Only the council can stop this. City councilors — especially the 11 who received the endorsement of Firefighters Local 718 last year — need to put aside their fears of political retribution. Whatever the consequences of breaking an ill-advised promise to one entrenched interest group, breaking trust with an entire city is far worse.
In recent years, firefighters have shattered the confidence of the public through drug and alcohol abuse. A key question in the arbitration was whether firefighters should be paid for submitting to testing. The arbitrator’s award, which exceeds both the Menino administration’s already generous offer and those agreed to by other city unions, unduly rewards firefighters for accepting on-the-job testing.
Councilors must consider how the city will fare if the firefighters’ contract becomes the baseline for upcoming negotiations with police and teachers, who settled for a 14 percent hike over the same period — a time in which few private-sector workers were so richly compensated. If future police and teacher contracts were to end in a 19 percent raise, taxpayers would be on the hook for an additional $32.6 million annually, according to the city.

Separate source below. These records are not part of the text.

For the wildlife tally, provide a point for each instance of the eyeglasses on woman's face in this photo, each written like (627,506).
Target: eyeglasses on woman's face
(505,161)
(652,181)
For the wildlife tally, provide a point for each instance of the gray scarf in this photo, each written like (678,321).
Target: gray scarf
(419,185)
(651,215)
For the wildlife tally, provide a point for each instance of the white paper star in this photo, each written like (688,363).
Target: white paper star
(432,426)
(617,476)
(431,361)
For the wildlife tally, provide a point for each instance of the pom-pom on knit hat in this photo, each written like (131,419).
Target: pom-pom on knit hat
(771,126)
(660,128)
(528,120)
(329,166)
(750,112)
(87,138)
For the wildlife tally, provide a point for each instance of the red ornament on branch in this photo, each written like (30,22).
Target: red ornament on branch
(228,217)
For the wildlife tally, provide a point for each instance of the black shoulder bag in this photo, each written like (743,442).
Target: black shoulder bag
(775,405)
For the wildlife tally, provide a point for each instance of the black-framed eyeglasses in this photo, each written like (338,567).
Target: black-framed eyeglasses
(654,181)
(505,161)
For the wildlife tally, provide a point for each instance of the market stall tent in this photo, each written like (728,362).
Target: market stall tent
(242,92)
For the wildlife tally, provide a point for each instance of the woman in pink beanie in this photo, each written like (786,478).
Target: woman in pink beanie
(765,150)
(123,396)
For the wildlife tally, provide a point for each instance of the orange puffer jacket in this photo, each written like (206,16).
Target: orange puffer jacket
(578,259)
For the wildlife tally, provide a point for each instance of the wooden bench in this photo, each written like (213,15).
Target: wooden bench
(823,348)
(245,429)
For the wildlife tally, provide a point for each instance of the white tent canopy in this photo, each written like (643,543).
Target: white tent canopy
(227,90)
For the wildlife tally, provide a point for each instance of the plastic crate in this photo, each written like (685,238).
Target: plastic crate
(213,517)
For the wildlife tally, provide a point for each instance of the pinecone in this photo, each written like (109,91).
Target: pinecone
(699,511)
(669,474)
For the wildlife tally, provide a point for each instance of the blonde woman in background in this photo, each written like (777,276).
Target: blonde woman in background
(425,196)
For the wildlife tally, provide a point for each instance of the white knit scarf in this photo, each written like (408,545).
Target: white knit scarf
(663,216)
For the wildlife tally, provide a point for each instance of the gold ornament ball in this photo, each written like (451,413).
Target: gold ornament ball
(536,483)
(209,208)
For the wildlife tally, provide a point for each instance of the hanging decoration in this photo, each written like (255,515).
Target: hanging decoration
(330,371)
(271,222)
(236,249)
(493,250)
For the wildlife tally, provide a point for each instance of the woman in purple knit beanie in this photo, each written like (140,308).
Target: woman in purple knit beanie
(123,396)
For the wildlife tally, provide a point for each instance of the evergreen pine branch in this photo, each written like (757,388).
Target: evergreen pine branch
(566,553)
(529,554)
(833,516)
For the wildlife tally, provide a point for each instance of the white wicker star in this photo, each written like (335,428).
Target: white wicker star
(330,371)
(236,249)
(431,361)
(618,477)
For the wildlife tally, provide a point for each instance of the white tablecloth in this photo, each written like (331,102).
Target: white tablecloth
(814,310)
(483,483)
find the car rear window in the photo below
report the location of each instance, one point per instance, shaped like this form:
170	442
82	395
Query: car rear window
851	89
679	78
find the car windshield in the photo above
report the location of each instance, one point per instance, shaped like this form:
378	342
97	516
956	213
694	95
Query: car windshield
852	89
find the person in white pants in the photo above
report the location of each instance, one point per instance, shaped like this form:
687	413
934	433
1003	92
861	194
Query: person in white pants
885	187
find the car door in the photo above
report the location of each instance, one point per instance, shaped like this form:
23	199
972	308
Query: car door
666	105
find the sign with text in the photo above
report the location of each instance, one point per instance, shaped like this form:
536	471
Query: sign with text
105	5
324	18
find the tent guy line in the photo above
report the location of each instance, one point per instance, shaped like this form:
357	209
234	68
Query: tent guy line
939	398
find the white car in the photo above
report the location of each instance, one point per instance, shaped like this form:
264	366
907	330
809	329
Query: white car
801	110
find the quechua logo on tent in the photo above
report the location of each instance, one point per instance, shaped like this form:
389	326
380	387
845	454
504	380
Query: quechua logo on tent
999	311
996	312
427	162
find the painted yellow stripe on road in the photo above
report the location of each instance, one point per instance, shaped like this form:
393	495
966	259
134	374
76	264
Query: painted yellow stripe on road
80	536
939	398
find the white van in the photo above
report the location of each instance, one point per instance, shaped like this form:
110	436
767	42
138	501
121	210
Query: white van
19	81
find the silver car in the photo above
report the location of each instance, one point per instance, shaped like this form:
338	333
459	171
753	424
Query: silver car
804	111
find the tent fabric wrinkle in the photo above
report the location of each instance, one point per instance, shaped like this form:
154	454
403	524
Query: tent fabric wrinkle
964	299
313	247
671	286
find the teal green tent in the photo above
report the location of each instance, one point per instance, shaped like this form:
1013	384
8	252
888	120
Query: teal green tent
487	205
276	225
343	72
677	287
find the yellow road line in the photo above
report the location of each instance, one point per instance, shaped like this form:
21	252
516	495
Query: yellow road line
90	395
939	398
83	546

The money for these contracts wouldn’t come out of thin air. While Boston raised its property tax rate late last year, the revenues are already spoken for. Libraries are slated to close. Community centers will be required to cut costs. School custodians are being shown the door. Where should the city turn to fund a firefighter contract beyond the limited reserves set aside for collective bargaining? By next week, Menino will offer a plan to accommodate the award. But all the options are disturbing. Will he cancel the new firefighter class? Close fire stations? Slash other city services to pad the checks of firefighters?
Respect for organized labor runs deep in Boston, and on the Boston City Council. In this case, though, the interests of Firefighters Local 718 are in direct opposition to the needs of the city as a whole. The council’s work is often overshadowed by Boston’s strong mayor form of government. But all eyes are on the council now.